13th March, 2018 by Owen Bellwood

Kentucky Bourbon brand Jim Beam has filled one million barrels in less than two years and has now filled 15m barrels since the end of Prohibition.

Jim Beam 15 millionth barrel

Jim Beam master distiller Fred Noe (right) and his son Freddie Noe (left) filled the 15 millionths barrel of Jim Beam Bourbon

The milestone barrel was filled by seventh generation Jim Beam master distiller Fred Noe and his son Freddie Noe at the brand’s flagship distillery in Clermont, Kentucky.

“Fifteen million is a big number, but we’re a big Bourbon,” said the master distiller.

“When Jim Beam, my great grandfather, filled his first barrel of whiskey at our Clermont distillery after Prohibition, I doubt he would have predicted that one day we would be a brand known and enjoyed the world over.”

The 15 millionth barrel is a first for Kentucky distilleries, and comes less than two years after the Beam Suntory-owned Bourbon brand celebrated the filling of its 14 millionth barrel – the shortest period of time it has taken the brand to fill 1m barrels.

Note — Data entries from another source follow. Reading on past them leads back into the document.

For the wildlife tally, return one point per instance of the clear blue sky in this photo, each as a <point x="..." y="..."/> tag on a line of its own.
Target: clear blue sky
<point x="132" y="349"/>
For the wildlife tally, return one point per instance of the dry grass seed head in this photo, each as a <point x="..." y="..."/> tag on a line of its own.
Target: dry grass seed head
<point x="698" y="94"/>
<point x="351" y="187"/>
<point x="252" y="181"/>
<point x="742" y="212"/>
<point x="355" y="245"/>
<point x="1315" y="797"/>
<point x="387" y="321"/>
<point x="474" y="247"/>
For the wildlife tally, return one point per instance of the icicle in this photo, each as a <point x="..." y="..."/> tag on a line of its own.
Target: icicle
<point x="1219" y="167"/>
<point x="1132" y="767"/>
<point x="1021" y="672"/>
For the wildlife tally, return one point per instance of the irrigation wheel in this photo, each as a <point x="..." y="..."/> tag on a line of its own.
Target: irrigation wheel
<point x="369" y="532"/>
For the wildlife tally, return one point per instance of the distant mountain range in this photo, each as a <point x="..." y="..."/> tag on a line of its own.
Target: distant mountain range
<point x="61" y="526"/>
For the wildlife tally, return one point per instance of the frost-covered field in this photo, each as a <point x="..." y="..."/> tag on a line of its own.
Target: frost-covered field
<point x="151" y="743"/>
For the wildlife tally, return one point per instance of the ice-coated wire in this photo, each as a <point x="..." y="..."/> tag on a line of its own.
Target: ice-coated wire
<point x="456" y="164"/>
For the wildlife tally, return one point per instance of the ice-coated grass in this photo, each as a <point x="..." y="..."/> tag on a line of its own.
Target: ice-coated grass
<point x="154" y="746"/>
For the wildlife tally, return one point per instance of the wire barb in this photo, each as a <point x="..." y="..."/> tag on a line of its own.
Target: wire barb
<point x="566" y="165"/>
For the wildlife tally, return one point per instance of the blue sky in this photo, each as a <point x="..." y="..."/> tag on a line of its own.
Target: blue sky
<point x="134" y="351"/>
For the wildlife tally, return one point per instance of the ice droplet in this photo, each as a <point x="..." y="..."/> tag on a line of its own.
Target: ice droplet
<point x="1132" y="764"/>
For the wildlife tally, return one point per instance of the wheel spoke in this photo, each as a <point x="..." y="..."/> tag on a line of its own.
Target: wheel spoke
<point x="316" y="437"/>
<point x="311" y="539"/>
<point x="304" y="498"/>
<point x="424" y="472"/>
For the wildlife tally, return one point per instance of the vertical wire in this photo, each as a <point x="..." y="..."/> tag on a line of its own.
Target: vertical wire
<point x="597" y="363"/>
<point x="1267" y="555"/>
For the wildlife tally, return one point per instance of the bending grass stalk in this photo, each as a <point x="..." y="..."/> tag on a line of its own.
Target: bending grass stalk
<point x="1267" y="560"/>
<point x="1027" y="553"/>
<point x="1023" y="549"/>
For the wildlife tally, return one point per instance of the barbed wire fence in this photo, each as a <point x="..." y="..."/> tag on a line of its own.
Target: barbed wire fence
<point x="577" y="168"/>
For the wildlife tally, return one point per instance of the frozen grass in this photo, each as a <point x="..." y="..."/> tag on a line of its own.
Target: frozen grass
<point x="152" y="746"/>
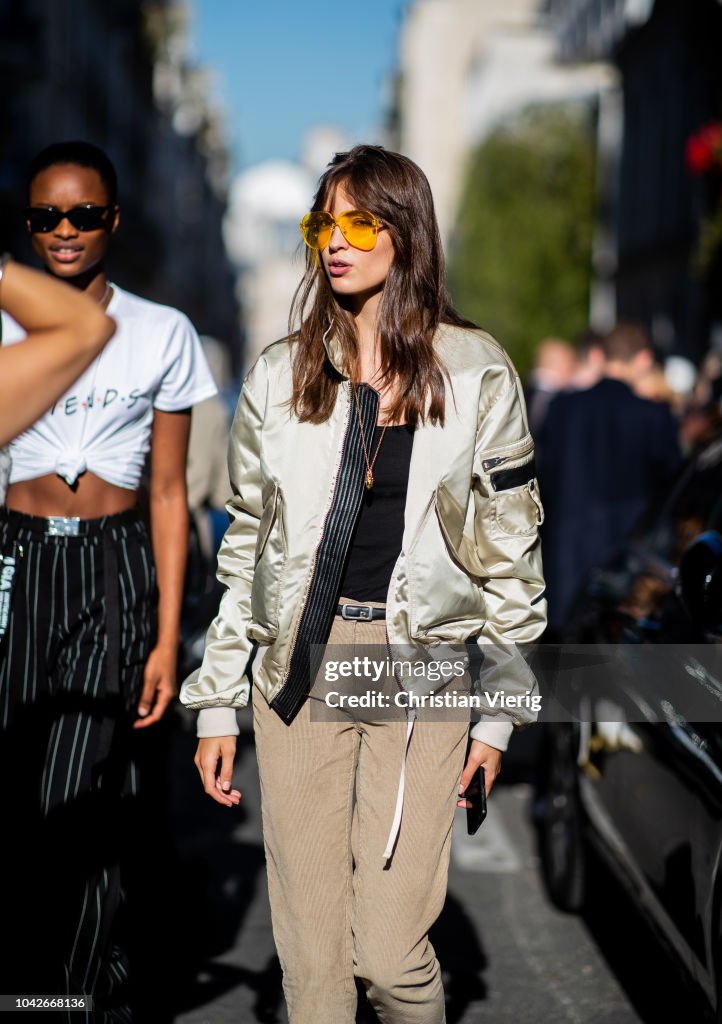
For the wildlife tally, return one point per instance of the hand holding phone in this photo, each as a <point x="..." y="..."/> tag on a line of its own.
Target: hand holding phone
<point x="475" y="797"/>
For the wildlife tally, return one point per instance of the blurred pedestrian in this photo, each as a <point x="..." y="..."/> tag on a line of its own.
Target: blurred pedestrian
<point x="65" y="331"/>
<point x="209" y="489"/>
<point x="361" y="448"/>
<point x="552" y="372"/>
<point x="91" y="643"/>
<point x="603" y="454"/>
<point x="589" y="366"/>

The growing momentum at the Bourbon producer has been attributed to continued strong sales spurred by rising global demand across the US, Europe and Southeast Asia.

“We’re reaching these milestones faster and faster,” said Craig Christenson, vice president of global marketing at Jim Beam. “From Russia and Germany to Japan and China, not to mention the United States where Jim Beam is gaining substantial market share, Bourbon has become the spirit of choice around the world and we’re happy to oblige them by making more. We’re the first to reach 15m and we’re not slowing down.”

The 15 millionth barrel has been signed by employees at the company’s Clermont, Boston and Frankfort plants, and will join the nearly 2.3m barrels of Bourbon currently ageing in Jim Beam’s rackhouses across Kentucky.

The brand’s owner, Beam Suntory, posted mid-single-digit growth in 2017, which it said was driven by market share gains in the US and Japan.